- Book cover art
- Written by: Steve Waters
- Subject: Climate change
- Genre: Apocalyptic fiction

Premiere
- Date: 22 April 2009
- Place: Bush Theatre, London

= The Contingency Plan =

Plays written by Steve Waters

The Contingency Plan is the overall title of a pair of plays by the British playwright Steve Waters that opened at the Bush Theatre on 22 April 2009. The two full-length plays are On the Beach and Resilience. They are both set in the United Kingdom in the near future. Both involve the same couple, Will Paxton and Sarika Chatterjee. Paxton is a scientist who has returned from research in Antarctica with a new understanding of glacial melting due to climate change and the corresponding possibilities of a rise in sea levels and of coastal flooding. Michael Billington wrote of the pair of plays that their "flaws pale beside Waters' massive achievement which is to have made the most important issue of our times into engrossing theatre."

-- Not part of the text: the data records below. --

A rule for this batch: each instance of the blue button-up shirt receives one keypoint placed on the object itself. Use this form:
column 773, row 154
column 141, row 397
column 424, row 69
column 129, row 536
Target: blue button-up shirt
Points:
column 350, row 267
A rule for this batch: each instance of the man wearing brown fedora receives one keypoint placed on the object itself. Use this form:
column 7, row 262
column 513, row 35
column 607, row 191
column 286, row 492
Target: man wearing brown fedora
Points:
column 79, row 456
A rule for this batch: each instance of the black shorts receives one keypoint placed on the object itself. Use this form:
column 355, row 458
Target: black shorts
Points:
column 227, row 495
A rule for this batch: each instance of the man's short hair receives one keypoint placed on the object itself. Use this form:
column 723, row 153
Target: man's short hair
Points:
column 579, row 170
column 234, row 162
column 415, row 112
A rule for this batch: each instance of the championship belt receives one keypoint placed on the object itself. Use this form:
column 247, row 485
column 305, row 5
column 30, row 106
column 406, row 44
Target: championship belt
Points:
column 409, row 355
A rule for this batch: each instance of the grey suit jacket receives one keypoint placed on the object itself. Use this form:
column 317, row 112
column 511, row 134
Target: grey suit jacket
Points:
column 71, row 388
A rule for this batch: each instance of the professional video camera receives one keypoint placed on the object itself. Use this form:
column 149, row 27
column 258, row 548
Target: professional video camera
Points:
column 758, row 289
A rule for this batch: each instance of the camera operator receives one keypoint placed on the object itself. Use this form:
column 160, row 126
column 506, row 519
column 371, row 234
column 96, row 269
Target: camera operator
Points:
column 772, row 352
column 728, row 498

In the original performances Will was played by Geoffrey Streatfeild and Sarika by Stephanie Street. On the Beach, which takes its name from the 1974 song by Neil Young, mainly involves Will's relationship with his father Robin (played by Robin Soans). Robin had unexpectedly retired from his own promising career as an Antarctic glaciologist shortly before Will's birth, and moved his family to an isolated house above a coastal salt marsh in Norfolk. Will has returned home to introduce Sarika to his parents, and to tell his father the painful news that he is leaving research to enter government service. In Resilience, Will and Sarika (a career civil servant) are jockeying for influence in a new Tory government with Colin Jenks (played by Soans). Jenks is a former collaborator of Will's father who has become an important scientific advisor to Chris Casson, the Minister for Climate Change, and to Tessa Fortnum, the Minister for Resilience. The second acts of both plays occur on an evening when weather threatens massive coastal flooding. In the first play, Robin and his wife Jenny must decide whether to evacuate. In the second, the two Ministers are in conflict about whether to order mass evacuations, and are receiving conflicting advice from Will and Colin Jenks.

The Contingency Plan was published in 2009. The play was shortlisted for the John Whiting Award in 2010. Since the original production, staged readings of The Contingency Plan have been performed in the United Kingdom, the United States, and Australia. An adaptation of the play was broadcast in the United Kingdom on BBC Radio 3 in December, 2009.